Acute megakaryoblastic leukaemia (AMKL) is associated with poor prognosis. Limited information is available on its cytogenetics, molecular genetics and clinical outcome. We performed genetic ...analyses, evaluated prognostic factors and the value of allogeneic haematopoietic stem cell transplantation (allo-HSCT) in a homogenous adult AMKL patient cohort. We retrospectively analysed 38 adult patients with AMKL (median age: 58 years, range: 21-80). Most received intensive treatment in AML Cooperative Group (AMLCG) trials between 2001 and 2016. Cytogenetic data showed an accumulation of adverse risk markers according to ELN 2017 and an unexpected high frequency of structural aberrations on chromosome arm 1q (33%). Most frequently, mutations occurred in TET2 (23%), TP53 (23%), JAK2 (19%), PTPN11 (19%) and RUNX1 (15%).
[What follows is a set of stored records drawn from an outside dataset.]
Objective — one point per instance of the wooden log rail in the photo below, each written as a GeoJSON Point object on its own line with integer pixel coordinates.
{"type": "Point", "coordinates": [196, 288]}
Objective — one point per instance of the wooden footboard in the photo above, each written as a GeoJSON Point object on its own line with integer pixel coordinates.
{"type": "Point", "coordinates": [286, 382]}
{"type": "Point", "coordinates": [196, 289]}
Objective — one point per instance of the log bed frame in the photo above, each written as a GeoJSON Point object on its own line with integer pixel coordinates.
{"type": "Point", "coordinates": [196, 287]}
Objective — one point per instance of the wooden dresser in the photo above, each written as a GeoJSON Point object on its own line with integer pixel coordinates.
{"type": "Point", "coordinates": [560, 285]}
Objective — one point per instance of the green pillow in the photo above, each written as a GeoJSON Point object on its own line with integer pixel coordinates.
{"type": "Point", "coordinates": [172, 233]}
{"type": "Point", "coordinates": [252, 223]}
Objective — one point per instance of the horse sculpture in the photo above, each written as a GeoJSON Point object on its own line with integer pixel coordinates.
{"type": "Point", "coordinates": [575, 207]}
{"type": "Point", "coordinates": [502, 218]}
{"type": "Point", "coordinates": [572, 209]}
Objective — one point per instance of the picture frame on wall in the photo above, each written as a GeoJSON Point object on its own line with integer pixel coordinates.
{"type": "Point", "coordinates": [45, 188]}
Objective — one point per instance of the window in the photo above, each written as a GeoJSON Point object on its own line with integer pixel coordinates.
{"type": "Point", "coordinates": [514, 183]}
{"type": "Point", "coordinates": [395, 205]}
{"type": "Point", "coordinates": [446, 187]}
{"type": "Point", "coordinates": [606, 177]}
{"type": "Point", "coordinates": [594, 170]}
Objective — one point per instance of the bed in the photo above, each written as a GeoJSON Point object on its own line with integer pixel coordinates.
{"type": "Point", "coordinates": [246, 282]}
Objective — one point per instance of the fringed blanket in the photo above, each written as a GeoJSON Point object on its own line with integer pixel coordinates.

Complete remission rate in 33 patients receiving intensive chemotherapy was 33% and median overall survival (OS) was 33 weeks (95% CI: 21-45). Patients undergoing allo-HSCT (n = 14) had a superior median OS (68 weeks; 95% CI: 11-126) and relapse-free survival (RFS) of 27 weeks (95% CI: 4-50), although cumulative incidence of relapse after allo-HSCT was high (62%). The prognosis of AMKL is determined by adverse genetic risk factors and therapy resistance. So far allo-HSCT is the only potentially curative treatment option in this dismal AML subgroup.